Derrière ces équilibres fragiles, il y a aussi deux grandes blessures de la crise loin d'être cicatrisées. Le sous-investissement des années passées pèse sur l'efficacité de la production. Des montagnes de dettes publiques ou privées accumulées pour lutter contre la crise menacent de s'écrouler un peu partout - en Chine comme en Europe, en Amérique au nord comme au sud. Et en amont de ces deux blessures, il y a deux tendances majeures d'avant-crise qui entraveront l'épanouissement de toute reprise. La première est le ralentissement de la productivité. La seconde est la répartition de plus en plus inégale des revenus, qui a poussé les classes moyennes à s'endetter et qui pèse sur la demande (le sujet a été jugé assez sérieux par le FMI pour faire l'objet d'un chapitre dans son dernier rapport).

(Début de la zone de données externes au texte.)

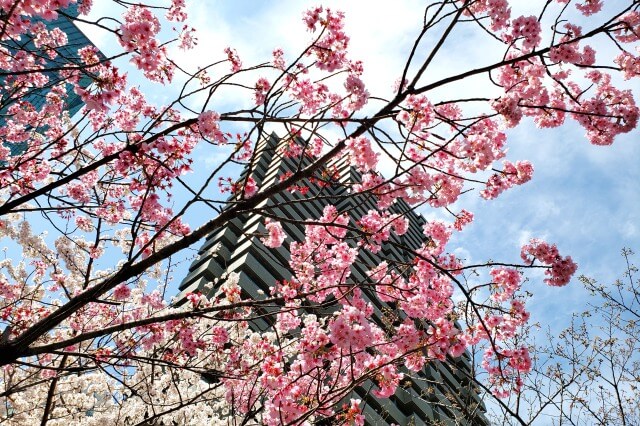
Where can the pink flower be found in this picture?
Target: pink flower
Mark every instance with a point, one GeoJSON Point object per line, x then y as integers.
{"type": "Point", "coordinates": [276, 234]}
{"type": "Point", "coordinates": [232, 56]}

Et c'est là que revient le risque politique. Il paraît raisonnable d'espérer un raffermissement de l'économie mondiale dans les mois, les trimestres à venir. Mais il serait illusoire d'espérer que cette reprise fera disparaître les frustrations engendrées par les mutations des deux dernières décennies. Pour la première fois depuis la Grande Dépression des années 1930, la pérennité d'une reprise économique dépend de décisions politiques. Autant dire que rien n'est gagné.

Les points à retenir

Jusque-là pièce manquante d'une vraie reprise, l'investissement s'est raffermi, engendrant une série d'effets favorables : remontée de la production industrielle, appréciation des matières premières, revitalisation des échanges mondiaux.

La croissance mondiale pourrait donc accélérer à 3,5 % cette année, estiment les experts du FMI.

Mais le sous-investissement passé et l'accumulation des dettes rendent la reprise fragile.